Falling is one of the most common complications in
stroke survivors. It is therefore important to evaluate the risk of falls. In this study, we investigated the usability of the performance-oriented mobility assessment (
POMA) for predicting falls in
stroke patients. The
POMA examines the level of balance and mobility. Data were collected on the number of falls and physical functions from 72
stroke survivors. Physical functions were measured using the
POMA balance subscale, One Leg Stand test (OLS), Sit To Stand test (STS), 10-m Walk Test (10WT), Fugl-Meyer assessment (FM), and Trunk Impairment Scale (TIS). Since the accuracy of the
POMA balance subscale was moderate, the cutoff value used for predicting falls was 12.5 points (sensitivity: 72%; specificity: 74%), and the area under the curve was 0.78 (95% confidence interval: 0.66-0.91, p < 0.001).
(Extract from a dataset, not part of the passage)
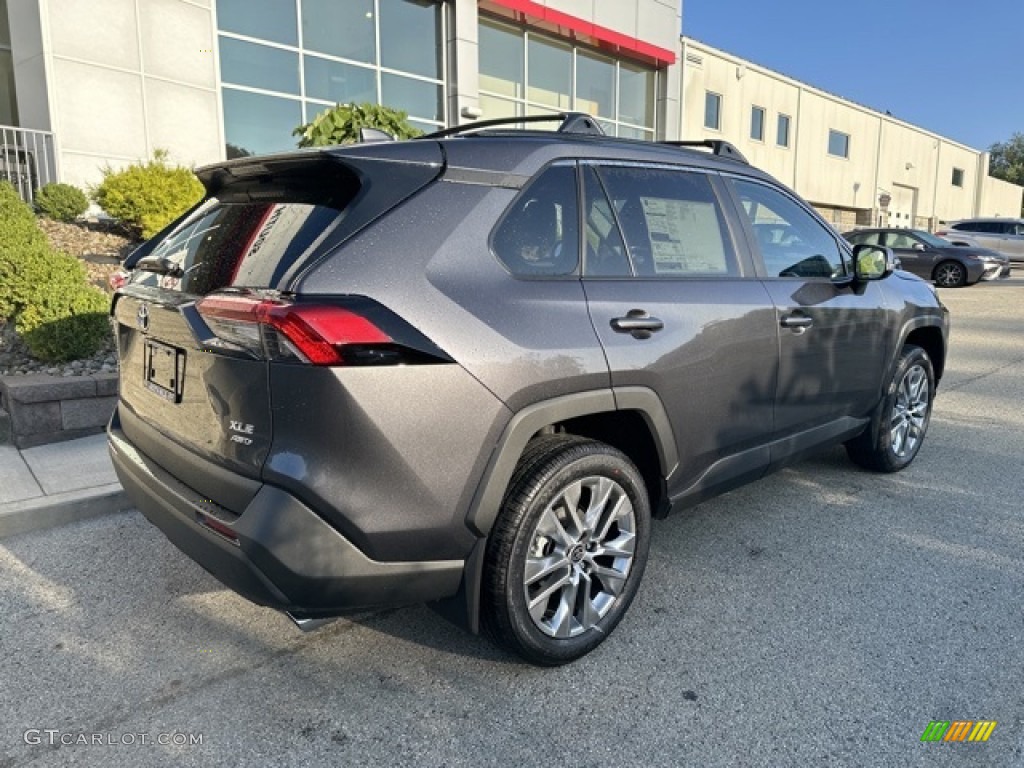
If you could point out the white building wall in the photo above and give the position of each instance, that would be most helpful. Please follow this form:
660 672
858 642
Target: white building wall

When comparing the physical functions (i.e., OLS, STS, 10WT, FM, and TIS) to the cutoff value for the
POMA balance subscale, the physical functions of the group over 12.5 points for the subscale were significantly higher than those in the group below 12.5 points (p < 0.05). The muscle strength shown in the STS was the most important factor affecting the performance in the
POMA balance subscale (β = -0.447). For the group below 12.5 points on the
POMA balance subscale, the risk of falling increased by 0.304 times more than the group over 12.5 points. The
POMA balance subscale is a valid tool for assessing the physical function and fall risk of
stroke survivors.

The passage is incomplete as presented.